The selection of experts was a crucial factor affecting the quality of the Delphi-entropy weight method [46]. To improve the quality of the consultation, all the experts selected had been engaged in VL prevention and control work with over 10 years of field experience. A total of 64.3% (18/28) of the experts held titles of deputy senior or above, and 39.3% (11/28) had a master's degree or above. The valid response rate of the two rounds of expert consultation were above 90%, indicating that the enthusiasm of experts was high [47]. Additionally, a total of 39 opinions were put forward in the two rounds of consultation, indicating that experts had a high degree of attention and support for this study.

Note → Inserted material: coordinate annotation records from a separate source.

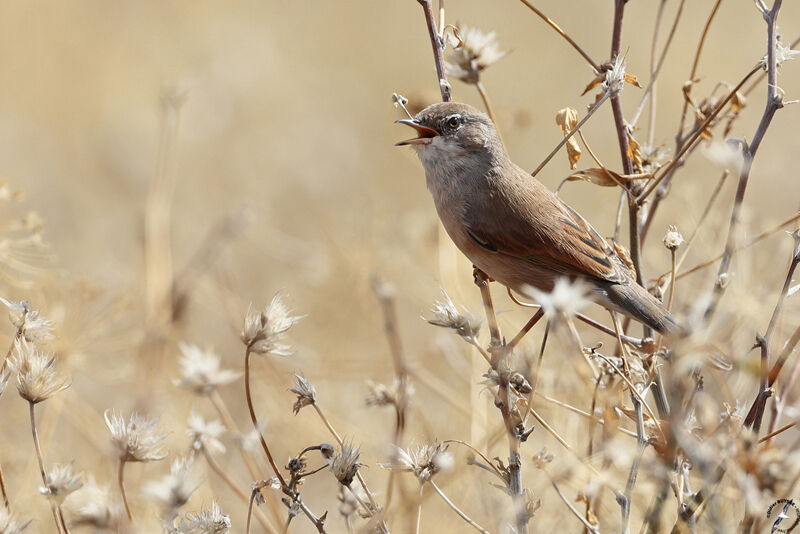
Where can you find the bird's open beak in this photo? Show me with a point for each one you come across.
(424, 134)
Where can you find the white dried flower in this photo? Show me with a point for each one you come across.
(424, 461)
(446, 315)
(30, 325)
(61, 481)
(542, 458)
(200, 370)
(174, 489)
(305, 391)
(782, 53)
(205, 435)
(93, 506)
(615, 77)
(136, 440)
(37, 379)
(567, 298)
(473, 51)
(344, 464)
(8, 524)
(211, 521)
(263, 330)
(672, 239)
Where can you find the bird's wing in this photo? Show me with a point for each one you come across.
(529, 222)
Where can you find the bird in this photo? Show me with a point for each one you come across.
(511, 226)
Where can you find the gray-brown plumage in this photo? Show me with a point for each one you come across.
(510, 225)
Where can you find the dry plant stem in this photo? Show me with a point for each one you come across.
(572, 132)
(39, 457)
(563, 34)
(456, 509)
(359, 476)
(778, 406)
(591, 528)
(121, 482)
(587, 415)
(755, 240)
(419, 509)
(774, 103)
(661, 191)
(255, 419)
(250, 511)
(238, 491)
(485, 98)
(401, 371)
(3, 489)
(225, 414)
(655, 69)
(671, 281)
(437, 43)
(690, 143)
(786, 284)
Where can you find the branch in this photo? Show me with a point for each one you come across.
(774, 103)
(437, 43)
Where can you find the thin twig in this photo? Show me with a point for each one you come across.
(238, 491)
(456, 509)
(774, 103)
(572, 132)
(39, 457)
(437, 43)
(563, 34)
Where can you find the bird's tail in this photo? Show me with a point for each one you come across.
(634, 301)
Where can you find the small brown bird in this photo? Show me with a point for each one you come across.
(510, 225)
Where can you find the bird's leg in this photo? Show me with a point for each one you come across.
(482, 281)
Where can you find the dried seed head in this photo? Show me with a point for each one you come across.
(28, 322)
(542, 458)
(200, 370)
(205, 435)
(615, 76)
(672, 239)
(262, 331)
(344, 464)
(446, 315)
(61, 481)
(424, 461)
(473, 51)
(567, 298)
(782, 53)
(175, 488)
(136, 440)
(8, 524)
(92, 506)
(305, 391)
(211, 521)
(37, 379)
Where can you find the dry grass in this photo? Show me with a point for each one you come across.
(189, 161)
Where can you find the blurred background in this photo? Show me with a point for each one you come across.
(248, 146)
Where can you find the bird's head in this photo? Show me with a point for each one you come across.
(453, 130)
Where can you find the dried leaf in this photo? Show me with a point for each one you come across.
(633, 80)
(738, 102)
(573, 153)
(623, 254)
(634, 152)
(603, 177)
(567, 119)
(600, 78)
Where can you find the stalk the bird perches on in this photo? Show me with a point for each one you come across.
(510, 225)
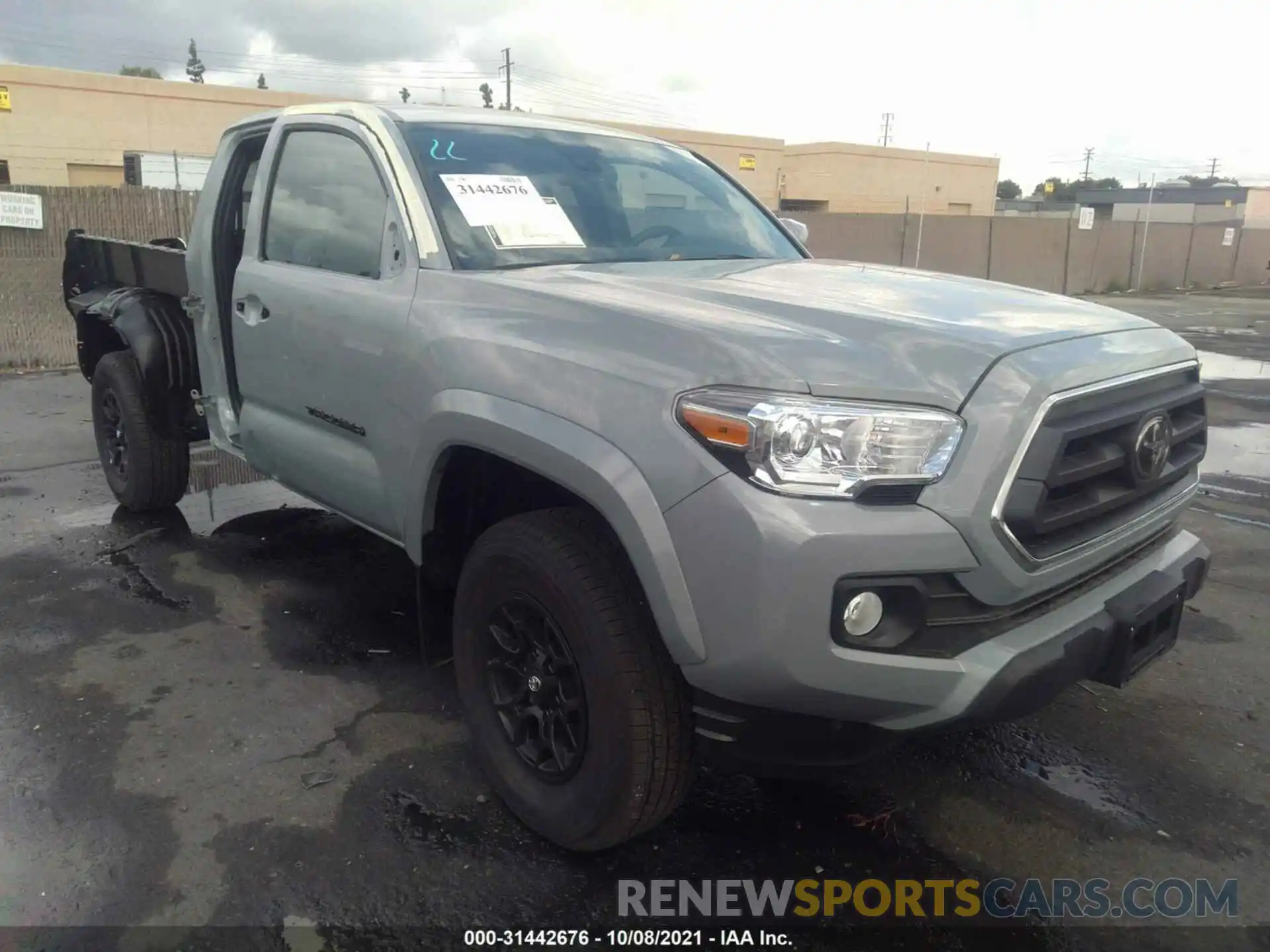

A high authority coefficient of 0.82 and 0.83, respectively, in each round ensured the authority and reliability of the results. After two rounds of consultation, the importance score of all indicators was 3.115–4.322 points, the CV was 14–34%, and the Kendall’s W at 0.187. Compared with the first round, the CV was smaller, suggesting that the degree of fluctuation of expert opinions was small, the degree of coordination was improved, and experts' opinions tended to be consistent. This study not only provides a reasonable, scientifically supported indicator framework for the evaluation of MT-ZVL risk but also found several key indicators by calculating the comprehensive weight. The conclusions of this research may help policymakers to develop guidelines for an effective evaluation method of MT-ZVL risk that can be further validated in different endemic areas. This study may also assist official organizations to identify potential risk factors to prevent the spread of the disease, as well as for the integration and rationalization of resources to ultimately improve the monitoring system in China. Limited by the research conditions, this indicator framework may have some deficiencies. It may be limited by the number of experts consulted, resulting in too few indicators or unbalanced weight coefficients. Due to different backgrounds and experiences of experts, and the meaning of second-round questionnaires are not well explained, so it is difficult to obtain a higher Kendall’s W score. Additionally, all experts were from China and further research on a broader national range will enrich the results presented in this study.

Conclusions

The re-emergence of MT-ZVL has become a serious public health concern. In this study, a risk assessment indicator framework of MT-ZVL was constructed using Delphi-entropy weight method for the first time in China, which consisted of four primary indicators, 11 secondary indicators, and 25 tertiary indicators. Among these indicators, the density of the sandflies, the topography, the population density of dogs and using of bed net were the most critical indicators. The results of this study indicated that the framework can be used to formulate strategies and develop targeted interventions for “vectors-reservoirs-humans” aimed at reducing risk for MT-ZVL control.